RITENUTO IN FATTO E CONSIDERATO IN DIRITTO

1. Con sentenza del 3/10/2017 la Corte di appello di Bologna confermava la sentenza in data 3/11/2016 con la quale il Tribunale di Reggio Emilia aveva condannato M S alla pena ritenuta di giustizia per una serie di rapine e furti.

2. Propone ricorso M S, a mezzo del proprio difensore di fiducia, chiedendo l'annullamento della sentenza impugnata per vizio di motivazione in ordine alla quantificazione della pena, ritenuta eccessiva.

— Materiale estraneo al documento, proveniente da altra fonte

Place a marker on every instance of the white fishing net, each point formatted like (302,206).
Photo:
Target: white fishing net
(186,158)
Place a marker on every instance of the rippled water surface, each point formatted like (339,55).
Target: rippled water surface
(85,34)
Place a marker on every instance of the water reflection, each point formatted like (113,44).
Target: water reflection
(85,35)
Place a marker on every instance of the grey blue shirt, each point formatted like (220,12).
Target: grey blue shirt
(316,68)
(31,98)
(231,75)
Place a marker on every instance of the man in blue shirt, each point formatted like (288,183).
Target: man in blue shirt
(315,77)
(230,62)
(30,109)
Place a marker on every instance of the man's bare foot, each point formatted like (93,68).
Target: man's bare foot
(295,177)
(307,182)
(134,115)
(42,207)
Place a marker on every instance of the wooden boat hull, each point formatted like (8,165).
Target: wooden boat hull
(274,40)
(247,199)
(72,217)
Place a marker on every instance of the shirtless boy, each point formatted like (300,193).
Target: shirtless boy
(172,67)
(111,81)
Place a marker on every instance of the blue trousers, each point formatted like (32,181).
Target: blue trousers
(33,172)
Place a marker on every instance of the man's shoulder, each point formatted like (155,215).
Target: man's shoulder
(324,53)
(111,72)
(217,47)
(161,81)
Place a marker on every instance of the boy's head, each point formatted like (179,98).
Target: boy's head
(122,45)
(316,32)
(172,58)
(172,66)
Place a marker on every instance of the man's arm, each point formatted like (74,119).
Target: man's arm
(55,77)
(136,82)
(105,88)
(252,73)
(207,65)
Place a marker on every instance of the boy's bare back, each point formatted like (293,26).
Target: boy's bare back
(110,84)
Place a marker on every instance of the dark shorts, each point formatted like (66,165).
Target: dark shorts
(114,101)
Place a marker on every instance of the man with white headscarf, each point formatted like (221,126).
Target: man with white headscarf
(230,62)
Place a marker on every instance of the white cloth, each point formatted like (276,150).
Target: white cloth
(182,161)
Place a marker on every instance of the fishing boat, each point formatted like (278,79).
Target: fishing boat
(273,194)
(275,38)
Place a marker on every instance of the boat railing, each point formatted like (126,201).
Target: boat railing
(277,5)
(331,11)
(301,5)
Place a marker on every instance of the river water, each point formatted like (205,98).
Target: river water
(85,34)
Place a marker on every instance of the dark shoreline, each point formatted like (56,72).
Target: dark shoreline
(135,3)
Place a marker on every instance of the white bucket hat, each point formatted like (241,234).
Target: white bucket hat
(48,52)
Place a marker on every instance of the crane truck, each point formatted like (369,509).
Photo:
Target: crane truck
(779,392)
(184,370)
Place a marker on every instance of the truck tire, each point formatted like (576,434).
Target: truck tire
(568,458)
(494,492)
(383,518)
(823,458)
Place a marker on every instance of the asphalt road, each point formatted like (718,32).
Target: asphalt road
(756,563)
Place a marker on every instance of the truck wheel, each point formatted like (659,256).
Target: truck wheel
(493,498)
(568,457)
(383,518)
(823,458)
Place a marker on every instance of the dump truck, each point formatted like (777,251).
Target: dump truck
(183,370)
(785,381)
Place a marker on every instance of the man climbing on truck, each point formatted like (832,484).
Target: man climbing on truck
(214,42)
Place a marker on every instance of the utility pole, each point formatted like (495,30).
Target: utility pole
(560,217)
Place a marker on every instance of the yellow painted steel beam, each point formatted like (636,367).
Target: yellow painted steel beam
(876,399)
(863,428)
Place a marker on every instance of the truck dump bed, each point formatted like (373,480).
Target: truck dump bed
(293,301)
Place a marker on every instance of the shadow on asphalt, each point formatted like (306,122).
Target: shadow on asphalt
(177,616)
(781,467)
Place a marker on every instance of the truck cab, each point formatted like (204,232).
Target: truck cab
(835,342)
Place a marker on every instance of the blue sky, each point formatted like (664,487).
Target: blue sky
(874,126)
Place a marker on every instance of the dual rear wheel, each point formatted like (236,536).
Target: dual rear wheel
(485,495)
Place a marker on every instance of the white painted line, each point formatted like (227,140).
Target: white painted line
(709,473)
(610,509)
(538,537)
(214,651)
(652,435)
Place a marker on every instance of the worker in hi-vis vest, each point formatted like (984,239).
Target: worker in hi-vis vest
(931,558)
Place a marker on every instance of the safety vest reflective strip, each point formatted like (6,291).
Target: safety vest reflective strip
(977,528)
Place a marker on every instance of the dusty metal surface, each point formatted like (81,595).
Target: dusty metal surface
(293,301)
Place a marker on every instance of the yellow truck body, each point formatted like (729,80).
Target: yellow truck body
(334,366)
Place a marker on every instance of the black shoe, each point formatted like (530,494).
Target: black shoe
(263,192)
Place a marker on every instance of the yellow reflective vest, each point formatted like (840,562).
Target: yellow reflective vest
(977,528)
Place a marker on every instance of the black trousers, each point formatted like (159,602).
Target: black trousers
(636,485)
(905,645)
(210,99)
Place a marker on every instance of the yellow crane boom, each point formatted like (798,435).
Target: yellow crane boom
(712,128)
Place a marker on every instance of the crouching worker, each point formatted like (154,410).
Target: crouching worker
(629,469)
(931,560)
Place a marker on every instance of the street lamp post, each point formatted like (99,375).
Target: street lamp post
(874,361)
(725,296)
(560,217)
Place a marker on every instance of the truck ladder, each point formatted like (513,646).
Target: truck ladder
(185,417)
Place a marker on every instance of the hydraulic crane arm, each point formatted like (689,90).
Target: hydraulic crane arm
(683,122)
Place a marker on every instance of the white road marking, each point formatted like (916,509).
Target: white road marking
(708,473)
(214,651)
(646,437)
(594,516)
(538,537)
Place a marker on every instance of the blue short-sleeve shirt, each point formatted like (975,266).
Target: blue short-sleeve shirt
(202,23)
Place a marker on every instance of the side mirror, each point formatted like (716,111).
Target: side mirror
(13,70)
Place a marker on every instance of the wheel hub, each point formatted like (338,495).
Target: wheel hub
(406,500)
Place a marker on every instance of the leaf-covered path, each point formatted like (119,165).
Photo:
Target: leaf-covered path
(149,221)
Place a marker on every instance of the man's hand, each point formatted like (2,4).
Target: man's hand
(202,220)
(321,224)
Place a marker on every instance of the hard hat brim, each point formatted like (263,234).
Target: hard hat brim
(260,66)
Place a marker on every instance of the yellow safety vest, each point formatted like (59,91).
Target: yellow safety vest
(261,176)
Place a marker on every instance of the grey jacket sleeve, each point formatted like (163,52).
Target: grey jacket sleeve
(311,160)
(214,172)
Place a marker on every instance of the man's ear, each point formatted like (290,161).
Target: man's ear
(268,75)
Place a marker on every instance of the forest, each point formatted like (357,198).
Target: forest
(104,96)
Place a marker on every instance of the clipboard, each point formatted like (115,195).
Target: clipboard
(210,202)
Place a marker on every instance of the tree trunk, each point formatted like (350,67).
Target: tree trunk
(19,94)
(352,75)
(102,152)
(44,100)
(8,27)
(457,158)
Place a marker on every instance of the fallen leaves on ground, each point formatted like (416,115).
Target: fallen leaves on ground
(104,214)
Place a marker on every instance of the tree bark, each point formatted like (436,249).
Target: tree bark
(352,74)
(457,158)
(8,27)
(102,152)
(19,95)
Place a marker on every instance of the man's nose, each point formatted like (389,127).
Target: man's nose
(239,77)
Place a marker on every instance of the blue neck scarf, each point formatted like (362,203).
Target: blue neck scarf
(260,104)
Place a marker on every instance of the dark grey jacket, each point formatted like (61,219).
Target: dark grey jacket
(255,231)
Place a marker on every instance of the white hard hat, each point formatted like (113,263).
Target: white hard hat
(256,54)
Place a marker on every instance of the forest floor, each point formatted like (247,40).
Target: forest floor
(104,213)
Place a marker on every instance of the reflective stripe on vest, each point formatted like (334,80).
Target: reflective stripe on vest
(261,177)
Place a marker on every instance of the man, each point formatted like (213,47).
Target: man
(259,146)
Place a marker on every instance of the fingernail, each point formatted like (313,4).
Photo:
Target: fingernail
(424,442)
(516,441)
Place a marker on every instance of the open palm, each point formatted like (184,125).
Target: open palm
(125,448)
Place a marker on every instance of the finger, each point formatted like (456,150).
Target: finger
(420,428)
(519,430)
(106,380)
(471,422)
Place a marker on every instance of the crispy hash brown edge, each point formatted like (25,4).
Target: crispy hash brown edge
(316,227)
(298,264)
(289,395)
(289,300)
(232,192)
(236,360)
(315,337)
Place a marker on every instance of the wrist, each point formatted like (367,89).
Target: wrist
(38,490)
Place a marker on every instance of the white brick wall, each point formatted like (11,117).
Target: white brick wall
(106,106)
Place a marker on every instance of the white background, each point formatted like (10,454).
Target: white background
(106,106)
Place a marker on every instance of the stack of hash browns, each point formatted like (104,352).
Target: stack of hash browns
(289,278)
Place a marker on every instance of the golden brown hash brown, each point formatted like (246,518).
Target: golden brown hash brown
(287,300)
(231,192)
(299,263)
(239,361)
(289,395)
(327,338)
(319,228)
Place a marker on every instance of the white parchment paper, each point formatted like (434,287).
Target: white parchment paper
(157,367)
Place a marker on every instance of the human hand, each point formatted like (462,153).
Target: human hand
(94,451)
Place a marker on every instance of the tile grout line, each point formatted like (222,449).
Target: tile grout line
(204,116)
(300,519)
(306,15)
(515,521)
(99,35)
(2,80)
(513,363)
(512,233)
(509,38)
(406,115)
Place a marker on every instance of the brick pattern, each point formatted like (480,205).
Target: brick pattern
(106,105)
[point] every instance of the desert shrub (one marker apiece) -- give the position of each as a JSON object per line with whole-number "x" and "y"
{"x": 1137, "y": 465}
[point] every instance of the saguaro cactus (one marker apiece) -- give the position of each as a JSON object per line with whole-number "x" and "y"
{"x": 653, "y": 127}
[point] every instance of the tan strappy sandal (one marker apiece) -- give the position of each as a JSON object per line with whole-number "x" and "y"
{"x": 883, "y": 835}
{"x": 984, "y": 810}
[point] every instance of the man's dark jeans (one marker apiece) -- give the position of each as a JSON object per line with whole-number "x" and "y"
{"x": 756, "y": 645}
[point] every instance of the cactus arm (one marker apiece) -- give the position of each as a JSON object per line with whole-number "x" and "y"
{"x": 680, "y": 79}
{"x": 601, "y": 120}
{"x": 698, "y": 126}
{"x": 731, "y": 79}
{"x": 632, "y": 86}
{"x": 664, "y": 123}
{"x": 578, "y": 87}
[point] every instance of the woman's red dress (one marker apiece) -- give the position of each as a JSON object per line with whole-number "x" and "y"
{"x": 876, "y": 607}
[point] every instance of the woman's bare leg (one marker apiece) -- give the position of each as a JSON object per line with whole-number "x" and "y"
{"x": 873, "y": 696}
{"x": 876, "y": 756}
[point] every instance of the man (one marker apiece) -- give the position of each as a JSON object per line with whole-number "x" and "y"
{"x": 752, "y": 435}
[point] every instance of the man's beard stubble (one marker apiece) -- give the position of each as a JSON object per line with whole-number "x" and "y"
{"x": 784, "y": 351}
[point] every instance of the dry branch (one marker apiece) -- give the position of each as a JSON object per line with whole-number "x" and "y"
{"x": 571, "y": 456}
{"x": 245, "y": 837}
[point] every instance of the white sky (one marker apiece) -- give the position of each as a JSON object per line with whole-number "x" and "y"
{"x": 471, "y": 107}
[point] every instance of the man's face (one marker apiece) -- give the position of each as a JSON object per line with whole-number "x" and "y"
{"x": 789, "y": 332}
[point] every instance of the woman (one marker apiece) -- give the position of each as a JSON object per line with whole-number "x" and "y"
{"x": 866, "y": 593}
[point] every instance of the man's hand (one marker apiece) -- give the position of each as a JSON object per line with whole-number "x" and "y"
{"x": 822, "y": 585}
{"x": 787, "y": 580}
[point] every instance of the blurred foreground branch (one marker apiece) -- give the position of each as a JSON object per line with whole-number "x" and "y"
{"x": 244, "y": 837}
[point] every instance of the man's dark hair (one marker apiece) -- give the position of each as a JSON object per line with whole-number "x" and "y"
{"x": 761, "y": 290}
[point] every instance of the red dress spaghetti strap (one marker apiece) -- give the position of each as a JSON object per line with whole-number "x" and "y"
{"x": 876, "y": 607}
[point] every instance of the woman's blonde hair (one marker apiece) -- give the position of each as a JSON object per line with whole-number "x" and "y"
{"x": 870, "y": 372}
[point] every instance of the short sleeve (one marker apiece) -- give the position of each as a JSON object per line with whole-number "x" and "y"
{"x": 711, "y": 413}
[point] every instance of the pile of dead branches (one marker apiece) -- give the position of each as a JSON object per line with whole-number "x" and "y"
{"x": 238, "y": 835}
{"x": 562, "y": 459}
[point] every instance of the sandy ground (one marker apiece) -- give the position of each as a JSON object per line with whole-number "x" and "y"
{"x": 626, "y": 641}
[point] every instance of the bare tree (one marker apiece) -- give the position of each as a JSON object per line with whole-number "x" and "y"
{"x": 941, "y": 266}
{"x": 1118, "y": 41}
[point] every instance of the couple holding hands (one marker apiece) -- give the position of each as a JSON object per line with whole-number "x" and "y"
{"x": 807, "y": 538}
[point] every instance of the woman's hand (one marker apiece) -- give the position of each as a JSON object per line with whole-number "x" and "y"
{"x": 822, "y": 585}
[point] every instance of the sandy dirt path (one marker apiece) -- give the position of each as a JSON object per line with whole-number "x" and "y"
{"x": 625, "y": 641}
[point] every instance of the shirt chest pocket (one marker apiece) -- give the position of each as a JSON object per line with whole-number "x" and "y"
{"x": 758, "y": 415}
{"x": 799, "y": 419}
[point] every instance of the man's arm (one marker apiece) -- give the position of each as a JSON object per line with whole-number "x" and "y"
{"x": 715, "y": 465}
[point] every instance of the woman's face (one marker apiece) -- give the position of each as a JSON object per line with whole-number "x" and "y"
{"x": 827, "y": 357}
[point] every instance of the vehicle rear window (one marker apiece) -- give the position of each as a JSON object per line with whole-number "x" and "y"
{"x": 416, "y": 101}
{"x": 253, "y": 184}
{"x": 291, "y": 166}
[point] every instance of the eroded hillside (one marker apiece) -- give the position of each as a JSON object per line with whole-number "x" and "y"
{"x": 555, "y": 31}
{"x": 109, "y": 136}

3. Il ricorso è palesemente inammissibile per genericità e manifesta infondatezza del motivo. Secondo il diritto vivente, contenuto essenziale dell'atto di impugnazione è innanzitutto e indefettibilmente il confronto puntuale con le argomentazioni del provvedimento il cui dispositivo si contesta. Il principio è stato da ultimo ribadito dalle Sezioni Unite della Suprema Corte (Sez. U., n. 8825 del 27/10/2016, dep. 2017, Galtelli, Rv. 268822), che hanno distinto fra il difetto della "specificità intrinseca", presente quando le impugnazioni siano fondate su considerazioni astratte o non pertinenti al caso concreto, e quello della mancanza della cosiddetta "specificità estrinseca", che può essere definita come la esplicita correlazione dei motivi di impugnazione con le ragioni di fatto o di diritto poste a fondamento della sentenza impugnata. Nel caso di specie il ricorso in esame presenta entrambi i vizi, essendo fondata su considerazioni generiche, valide in astratto per qualsiasi caso, e non essendosi confrontato con le precise argomentazioni svolte dalla Corte, che ha specificamente esaminato e disatteso le doglianze svolte con l'appello sul punto, sostenendo anche, alla luce di una precisa serie di elementi, riguardanti la gravità dei fatti e la personalità del reo, che la pena inflitta dal primo giudice era stata sin troppo mite. Nel ricorso non si prospettano argomentazioni meritevoli di valutazione in ordine al corretto esercizio del potere discrezionale previsto dall'art. 1132 cod. pen. da parte della Corte di appello;
è inammissibile, infatti, la censura che, nel giudizio di cassazione, miri ad una nuova valutazione della congruità della pena la cui determinazione non sia frutto di mero arbitrio o di ragionamento illogico e sia sorretta da sufficiente motivazione (v. Sez. 3, n. 6877 del 26/10/2016, dep. 2017, S., Rv. 269196;
Sez. 5, n. 5582 del 30/09/2013, dep. 2014, Ferrarlo, Rv. 259142;
Sez. 3, n. 1182 del 17/10/2007, dep. 2008, Cilia, Rv. 238851).